I feel disconnected.
I can't sleep because I've slept too much this past five days.
I can't stop this tumult in my head.  It seems as if the floodgates of chaos have opened.
I don't know why it is happening. 
I should have guessed though.
I've been doing little to occupy myself bar watching dvds, and sleeping.  Lots of Sleeping.
The house has been a mess for weeks,  I do the minimum to clean up then leave the rest to accumulate.
I feel as if I have lost myself again.  My grounding.

The questions that echo through most things in life:
Who are you? What do you want? Where are you going? Who do you Serve? Who do you Trust?

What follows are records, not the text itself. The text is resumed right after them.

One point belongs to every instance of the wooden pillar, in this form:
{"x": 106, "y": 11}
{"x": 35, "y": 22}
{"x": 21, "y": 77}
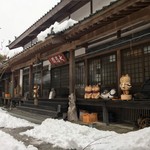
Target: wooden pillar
{"x": 12, "y": 85}
{"x": 72, "y": 72}
{"x": 119, "y": 70}
{"x": 30, "y": 80}
{"x": 86, "y": 72}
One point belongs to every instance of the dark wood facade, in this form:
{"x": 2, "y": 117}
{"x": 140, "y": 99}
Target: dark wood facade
{"x": 116, "y": 41}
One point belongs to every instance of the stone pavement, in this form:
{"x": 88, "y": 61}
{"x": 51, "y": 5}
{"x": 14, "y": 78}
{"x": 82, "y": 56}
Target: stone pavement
{"x": 35, "y": 118}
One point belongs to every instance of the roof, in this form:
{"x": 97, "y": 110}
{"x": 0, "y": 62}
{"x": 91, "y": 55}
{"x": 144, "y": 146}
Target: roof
{"x": 58, "y": 13}
{"x": 98, "y": 21}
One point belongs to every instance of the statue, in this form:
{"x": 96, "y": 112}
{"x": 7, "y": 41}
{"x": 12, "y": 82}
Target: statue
{"x": 125, "y": 85}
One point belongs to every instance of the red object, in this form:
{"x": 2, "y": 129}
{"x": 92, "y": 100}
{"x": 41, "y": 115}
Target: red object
{"x": 57, "y": 59}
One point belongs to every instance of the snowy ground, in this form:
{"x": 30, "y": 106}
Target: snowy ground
{"x": 70, "y": 136}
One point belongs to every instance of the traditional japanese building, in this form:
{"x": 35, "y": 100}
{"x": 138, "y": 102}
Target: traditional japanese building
{"x": 108, "y": 39}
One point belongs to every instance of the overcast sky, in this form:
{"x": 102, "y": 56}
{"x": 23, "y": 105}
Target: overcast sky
{"x": 18, "y": 15}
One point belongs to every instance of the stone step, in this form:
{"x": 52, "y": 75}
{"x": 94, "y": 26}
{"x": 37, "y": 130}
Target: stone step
{"x": 50, "y": 113}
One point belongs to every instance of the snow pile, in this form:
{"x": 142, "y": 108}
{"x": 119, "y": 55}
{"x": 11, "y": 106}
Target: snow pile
{"x": 9, "y": 121}
{"x": 7, "y": 142}
{"x": 56, "y": 28}
{"x": 67, "y": 135}
{"x": 72, "y": 136}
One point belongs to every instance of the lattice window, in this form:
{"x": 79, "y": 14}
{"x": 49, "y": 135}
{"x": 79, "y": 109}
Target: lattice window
{"x": 109, "y": 71}
{"x": 80, "y": 79}
{"x": 95, "y": 71}
{"x": 136, "y": 63}
{"x": 80, "y": 74}
{"x": 103, "y": 70}
{"x": 147, "y": 62}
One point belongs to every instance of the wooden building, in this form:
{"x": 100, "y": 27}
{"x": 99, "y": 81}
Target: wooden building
{"x": 111, "y": 38}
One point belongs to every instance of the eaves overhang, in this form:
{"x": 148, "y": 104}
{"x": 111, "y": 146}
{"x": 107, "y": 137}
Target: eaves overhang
{"x": 106, "y": 17}
{"x": 58, "y": 13}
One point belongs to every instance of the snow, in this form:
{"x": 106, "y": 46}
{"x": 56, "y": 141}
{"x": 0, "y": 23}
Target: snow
{"x": 56, "y": 28}
{"x": 69, "y": 135}
{"x": 9, "y": 121}
{"x": 7, "y": 142}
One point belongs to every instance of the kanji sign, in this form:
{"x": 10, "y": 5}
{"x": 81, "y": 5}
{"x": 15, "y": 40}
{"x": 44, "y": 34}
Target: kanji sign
{"x": 57, "y": 59}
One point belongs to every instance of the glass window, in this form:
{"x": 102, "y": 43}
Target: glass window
{"x": 103, "y": 71}
{"x": 46, "y": 83}
{"x": 136, "y": 63}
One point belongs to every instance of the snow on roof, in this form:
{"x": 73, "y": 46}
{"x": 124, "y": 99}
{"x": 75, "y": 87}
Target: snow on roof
{"x": 56, "y": 28}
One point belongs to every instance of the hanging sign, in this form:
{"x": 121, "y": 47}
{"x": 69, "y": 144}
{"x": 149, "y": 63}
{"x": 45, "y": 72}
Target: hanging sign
{"x": 57, "y": 59}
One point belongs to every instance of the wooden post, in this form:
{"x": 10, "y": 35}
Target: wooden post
{"x": 30, "y": 81}
{"x": 105, "y": 114}
{"x": 119, "y": 70}
{"x": 72, "y": 72}
{"x": 12, "y": 85}
{"x": 72, "y": 111}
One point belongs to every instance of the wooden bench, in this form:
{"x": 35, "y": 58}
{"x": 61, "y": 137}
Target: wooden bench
{"x": 126, "y": 111}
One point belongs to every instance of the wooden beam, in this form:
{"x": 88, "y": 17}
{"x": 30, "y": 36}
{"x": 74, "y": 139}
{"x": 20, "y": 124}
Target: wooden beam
{"x": 30, "y": 81}
{"x": 72, "y": 72}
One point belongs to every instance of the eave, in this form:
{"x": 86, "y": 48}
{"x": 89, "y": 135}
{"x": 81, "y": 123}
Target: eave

I feel very much lost and adrift in the sea of life.  I can't see myself fulfilling any more dreams.
The older I become the more apathy sets in.
I feel very out of touch with the majority if not all my friends.  I feel that I have concealed myself behind work, behind mouthing off opinions on life.  I doubt if any of you know of my true dreams.  It's my own fault I know.  Just with each sunset I seem to be falling further and further away from society and finding it easier to put on the masque and pretend to be something, someone else.

So little willpower.  I disgust myself.
But no matter.  Perhaps this solilquy will help me to sleep after a gasper.